Chronic cough and chest pain can be problematic for some people. Some may suffer in silence with these conditions for months or years before receiving a diagnosis of the cause. These conditions can have many different causes and can ultimately affect the person’s life in a negative manner. Correct diagnosis of the cause of these problems is important to effectively treat them.
Chronic cough and chest pain can be a significant sign of a more serious problem. They can be a sign that you have heart problems, suffer from an illness such as pneumonia or bronchitis or are having a bad reaction to medications. It may also be a significant sign that you are suffering from acid reflux, which commonly causes coughing and chest pain. If the pain is accompanied by other symptoms such as tightening and pain in the chest and shortness of breath, seek immediate medical attention because you may be having a heart attack.
A chronic cough and chest pain can be caused by many different things. Minor causes can range from post-nasal drip to a respiratory tract infection. Medications such as angiotensin-converting enzyme (ACE) inhibitors can cause a chronic cough to develop, and since ACE inhibitors are used to treat heart failure, chest pain may already be present. Other medical conditions such as pneumonia and pulmonary embolisms can potentially cause these same symptoms. In addition, a chronic cough can cause inflammation, which can cause chest pain.

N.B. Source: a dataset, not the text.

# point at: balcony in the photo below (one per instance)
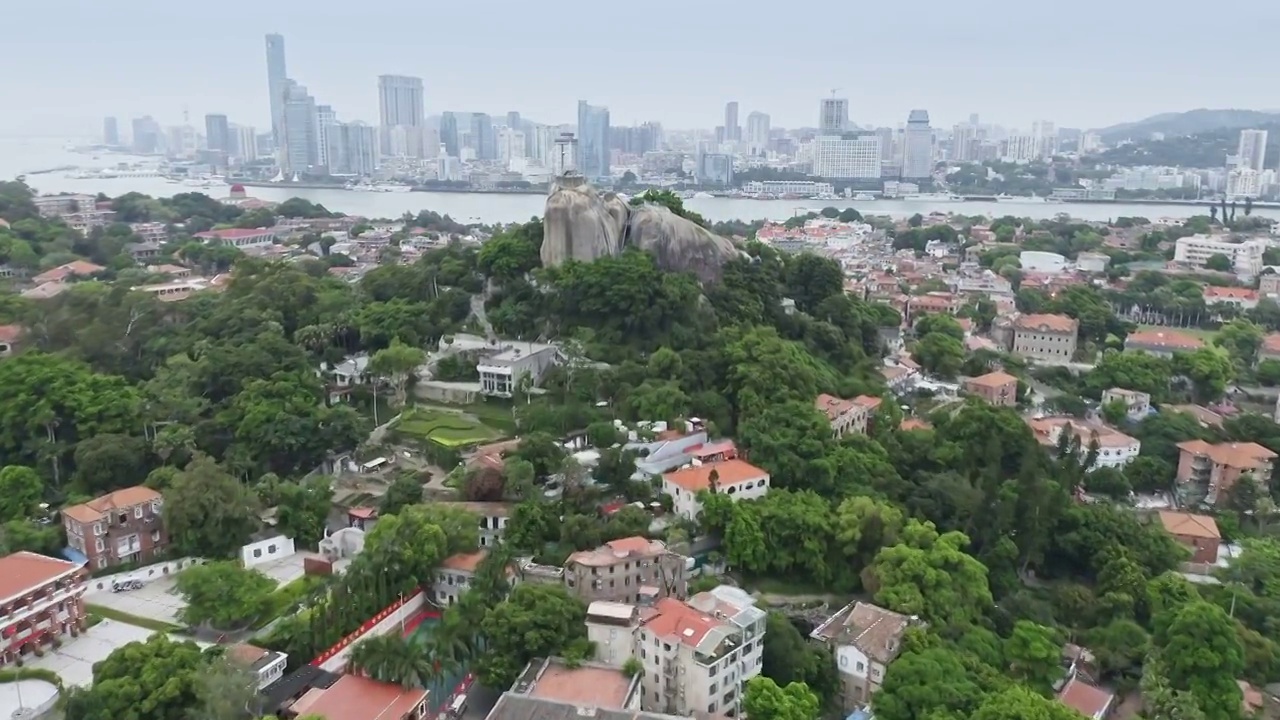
(41, 604)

The effects of chronic cough and chest pain can be mild to severe, depending on the symptoms. For example, in patients who suffer from chronic heart failure, coughing may be constant and can take its toll. Chronic coughing can cause a person to lose sleep, suffer from hoarseness and be unable to exercise or carry on conversations without having coughing spells. Chest pain can also take a toll, especially if it is severe. Both problems can reduce an individual's quality of life.
The problem of chronic cough and chest pain should be investigated by a physician. It can be caused by a simple, non life- threatening illness such as acid reflux, but your physician can order tests to determine the cause. The physician may also order blood tests, a chest X-ray and an EKG test to check your heart's health. If a gastrointestinal problem is suspected, your physician may do an endoscopy, which involves putting a camera on a long cord down your throat to look for any problems.
If the cough and chest pain are caused by cardiac conditions, your physician may prescribe medications such as angiotensin receptor blockers, which can improve chest pain without causing a chronic cough, side effect of ACE inhibitors. Gastrointestinal problems can be treated with medications or diet changes. Severe chest pain that is heart-related may need to be treated with nitroglycerine or pain medication. If an infection is causing the pain, antibiotics and/or anticongestants may be enough to relieve the symptoms. In addition, coughing can be improved by switching medications or using a cough suppressant or peppermint.